O Governo de São Paulo está mobilizado para enfrentar os casos de intoxicação por metanol decorrentes do consumo de bebidas alcoólicas falsificadas. Desde a confirmação dos primeiros casos, em setembro, ações de saúde, segurança e fiscalização foram reforçadas em todo o estado, assim como a comunicação com a população, para alertar sobre os riscos e a situação real.
O gabinete de crise, instalado no dia 30 de setembro, intensificou as operações em bares, adegas e restaurantes, complementando o trabalho fiscalizador já em andamento.
“Não vamos tolerar o crime no nosso estado. Precisamos enfrentar isso de maneira estruturada, com coordenação entre todos os entes, incluindo governo federal, municípios e iniciativa privada, para que as pessoas possam consumir com segurança e comprovação de origem. O cidadão precisa saber que há um sistema funcionando”, afirmou o governador Tarcísio de Freitas.
Fiscalizações e medidas imediatas
Agentes das secretarias estaduais de Saúde, Segurança Pública, Fazenda e Justiça, com apoio da Secretaria de Desenvolvimento Econômico, da Comunicação e das vigilâncias sanitárias municipais, visitaram estabelecimentos investigados por envolvimento em casos de intoxicação.

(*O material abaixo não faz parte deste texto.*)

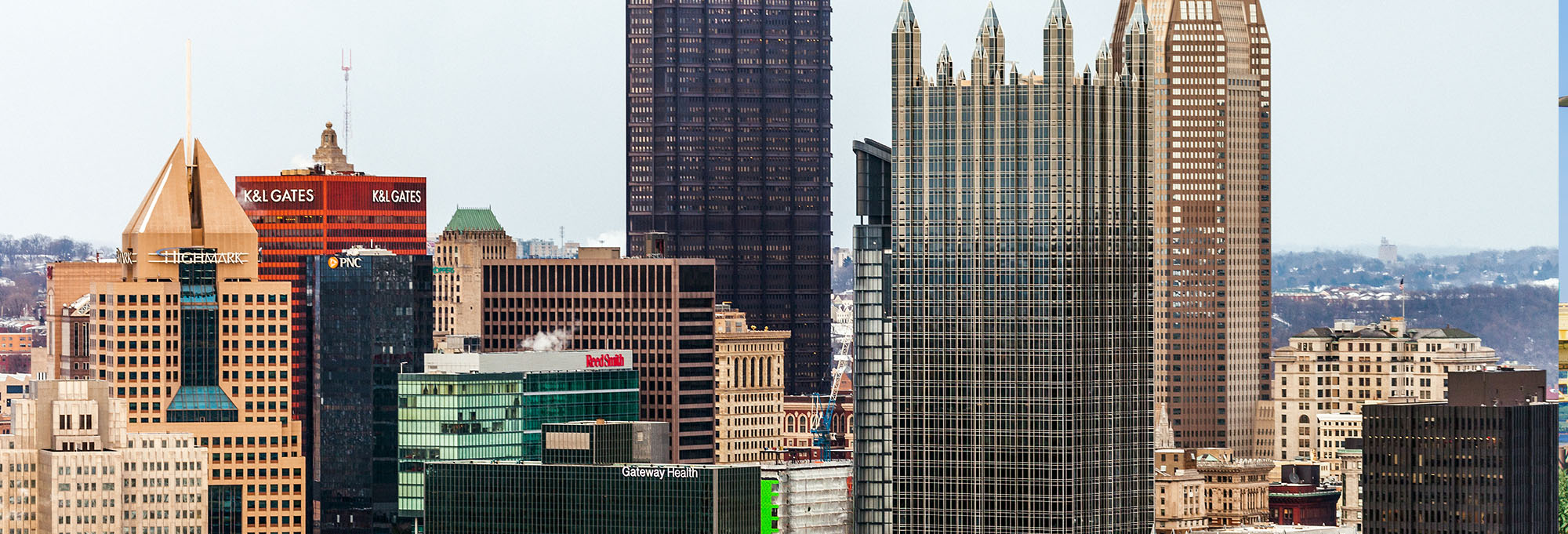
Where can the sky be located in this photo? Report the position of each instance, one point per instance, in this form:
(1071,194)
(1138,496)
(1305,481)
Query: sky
(1425,122)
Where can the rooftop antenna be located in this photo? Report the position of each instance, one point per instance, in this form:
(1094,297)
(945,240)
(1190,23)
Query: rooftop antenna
(189,148)
(347,60)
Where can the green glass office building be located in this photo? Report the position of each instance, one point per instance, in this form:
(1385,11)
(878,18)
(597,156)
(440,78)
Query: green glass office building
(565,498)
(484,415)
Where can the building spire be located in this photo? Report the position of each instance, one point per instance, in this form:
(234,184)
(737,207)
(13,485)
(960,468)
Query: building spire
(1059,15)
(330,156)
(1141,20)
(906,18)
(990,26)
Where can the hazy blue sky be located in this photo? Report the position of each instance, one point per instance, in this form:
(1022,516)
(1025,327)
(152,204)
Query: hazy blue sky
(1425,122)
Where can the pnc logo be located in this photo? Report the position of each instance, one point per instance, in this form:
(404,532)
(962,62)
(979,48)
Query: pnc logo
(611,360)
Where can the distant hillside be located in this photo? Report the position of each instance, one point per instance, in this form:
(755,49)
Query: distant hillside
(1330,269)
(1520,322)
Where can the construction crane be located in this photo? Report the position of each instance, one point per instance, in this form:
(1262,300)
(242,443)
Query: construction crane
(827,404)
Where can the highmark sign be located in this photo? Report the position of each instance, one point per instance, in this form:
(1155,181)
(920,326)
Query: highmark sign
(175,255)
(636,471)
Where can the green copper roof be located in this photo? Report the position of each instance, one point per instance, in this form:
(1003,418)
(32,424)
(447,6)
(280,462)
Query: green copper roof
(473,219)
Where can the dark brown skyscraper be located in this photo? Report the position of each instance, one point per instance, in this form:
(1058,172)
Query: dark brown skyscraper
(1210,71)
(728,136)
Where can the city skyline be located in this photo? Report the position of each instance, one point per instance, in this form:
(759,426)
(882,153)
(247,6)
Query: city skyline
(429,104)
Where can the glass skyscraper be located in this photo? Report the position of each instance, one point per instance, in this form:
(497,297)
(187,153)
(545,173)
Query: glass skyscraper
(496,415)
(1022,288)
(371,316)
(728,134)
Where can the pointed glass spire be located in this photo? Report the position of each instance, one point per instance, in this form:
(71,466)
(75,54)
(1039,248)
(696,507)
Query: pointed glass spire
(990,24)
(906,16)
(1141,20)
(1059,13)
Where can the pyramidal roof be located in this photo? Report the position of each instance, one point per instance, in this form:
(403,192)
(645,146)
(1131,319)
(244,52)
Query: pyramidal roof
(189,206)
(170,206)
(474,219)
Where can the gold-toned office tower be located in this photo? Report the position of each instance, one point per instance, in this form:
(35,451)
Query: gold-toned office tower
(195,343)
(1210,81)
(1023,380)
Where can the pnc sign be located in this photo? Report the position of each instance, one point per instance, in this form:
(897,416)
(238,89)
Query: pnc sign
(344,263)
(611,360)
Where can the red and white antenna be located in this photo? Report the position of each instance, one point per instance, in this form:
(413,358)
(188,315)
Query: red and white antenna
(347,60)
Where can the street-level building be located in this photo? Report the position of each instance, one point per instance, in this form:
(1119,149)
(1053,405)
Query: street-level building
(471,238)
(1338,369)
(474,405)
(590,484)
(1302,498)
(749,385)
(197,343)
(807,496)
(325,209)
(656,308)
(68,305)
(1349,465)
(1178,493)
(1479,463)
(71,467)
(1023,292)
(371,313)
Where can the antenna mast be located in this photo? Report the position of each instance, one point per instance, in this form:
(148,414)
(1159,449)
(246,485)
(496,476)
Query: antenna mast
(191,151)
(347,60)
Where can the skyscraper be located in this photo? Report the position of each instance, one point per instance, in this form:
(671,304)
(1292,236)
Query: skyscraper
(728,134)
(1022,288)
(1483,462)
(371,318)
(658,308)
(1210,70)
(873,338)
(197,343)
(327,209)
(471,238)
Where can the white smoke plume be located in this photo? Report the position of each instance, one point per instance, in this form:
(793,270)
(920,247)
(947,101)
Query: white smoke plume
(554,340)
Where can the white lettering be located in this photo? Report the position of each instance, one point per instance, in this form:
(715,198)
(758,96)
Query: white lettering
(278,195)
(397,195)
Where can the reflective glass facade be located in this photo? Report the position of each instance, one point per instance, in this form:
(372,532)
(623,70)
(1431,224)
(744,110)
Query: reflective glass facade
(496,416)
(556,498)
(728,131)
(200,398)
(1022,288)
(371,319)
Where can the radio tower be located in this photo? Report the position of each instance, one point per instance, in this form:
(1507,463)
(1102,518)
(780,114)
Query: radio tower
(347,60)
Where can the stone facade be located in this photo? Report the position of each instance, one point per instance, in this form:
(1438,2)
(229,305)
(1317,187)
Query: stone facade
(1332,371)
(471,238)
(71,467)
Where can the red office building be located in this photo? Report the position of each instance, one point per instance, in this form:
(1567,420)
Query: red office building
(327,209)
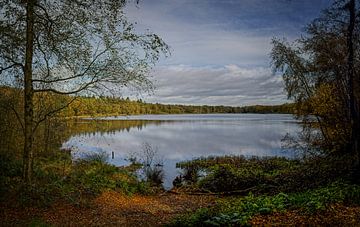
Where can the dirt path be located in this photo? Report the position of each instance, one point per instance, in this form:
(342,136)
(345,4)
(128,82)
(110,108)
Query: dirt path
(115,209)
(111,209)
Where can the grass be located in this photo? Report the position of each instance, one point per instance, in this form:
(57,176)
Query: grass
(59,178)
(269,175)
(239,211)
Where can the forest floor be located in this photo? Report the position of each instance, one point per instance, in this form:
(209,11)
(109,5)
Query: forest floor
(115,209)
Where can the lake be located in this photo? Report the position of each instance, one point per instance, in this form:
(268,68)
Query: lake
(175,138)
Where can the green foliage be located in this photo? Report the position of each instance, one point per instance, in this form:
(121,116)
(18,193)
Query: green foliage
(78,182)
(231,173)
(238,211)
(10,174)
(270,175)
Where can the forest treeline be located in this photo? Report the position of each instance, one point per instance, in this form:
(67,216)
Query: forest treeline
(107,106)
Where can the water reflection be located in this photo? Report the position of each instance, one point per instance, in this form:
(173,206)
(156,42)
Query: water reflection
(185,137)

As ações resultaram na interdição preventiva de 11 locais, com quase 20 mil garrafas apreendidas para análise. A Secretaria da Fazenda e Planejamento suspendeu preventivamente a inscrição estadual de seis distribuidoras e dois bares, totalizando oito estabelecimentos.
Atuação da Saúde
Com o aumento dos casos, os protocolos de atendimento foram reforçados. Em 30 de setembro, a Secretaria de Estado da Saúde emitiu alerta aos profissionais de saúde sobre o risco de intoxicação por metanol, orientando o uso de um protocolo padrão para pacientes com sintomas incomuns após o consumo de álcool.
Até esta terça-feira (7), 85 casos foram descartados, 18 confirmados e 3 óbitos registrados. As análises são realizadas no Laboratório de Toxicologia Analítica Forense (Latof) da Universidade de São Paulo (USP), em Ribeirão Preto, referência nacional no tema.
Para garantir resposta rápida, o Governo do Estado distribuiu 2.500 ampolas de álcool etílico absoluto à rede pública de saúde, assegurando o tratamento imediato de pacientes.
Ação das forças policiais
As polícias Civil e Científica intensificaram as operações contra a falsificação de bebidas, resultando em 21 prisões desde o início da crise — entre elas, a de um homem apontado como principal fornecedor de insumos para bebidas adulteradas no estado.
As autoridades confirmaram que não há envolvimento do crime organizado nem relação direta entre os casos. A Polícia Científica analisa o material apreendido para identificar e punir os responsáveis.
Os primeiros laudos periciais já foram encaminhados à Polícia Civil, que conduz as investigações. Detalhes permanecem sob sigilo para não comprometer as apurações.
Canais de denúncia e parceria com o setor privado
O gabinete de crise também reforçou os canais de denúncia. A população pode comunicar suspeitas de bebidas adulteradas pelos seguintes meios:
- Disque Denúncia 181 ou pelo site www.webdenuncia.sp.gov.br;
- Procon-SP: Disque 151 ou www.procon.sp.gov.br, com atalho especial para o tema.
- Além disso, o Governo do Estado estreitou o diálogo com o setor privado, realizando reuniões com a Apas, Abrasel, Fhoresp e entidades de fabricantes e distribuidores de bebidas.
- Na segunda-feira (6), o governador Tarcísio de Freitas anunciou um convênio com as principais distribuidoras para ampliar o combate à falsificação, prevendo:
- treinamento de agentes públicos e privados;
- campanhas educativas;
- canal direto de comunicação com comerciantes para entrega voluntária de mercadorias suspeitas.
- O Governo também solicitará à Justiça autorização para destruição de estoques apreendidos — bebidas sem procedência, adulteradas ou com selos falsos —, reforçando o compromisso com a segurança da população e do setor produtivo.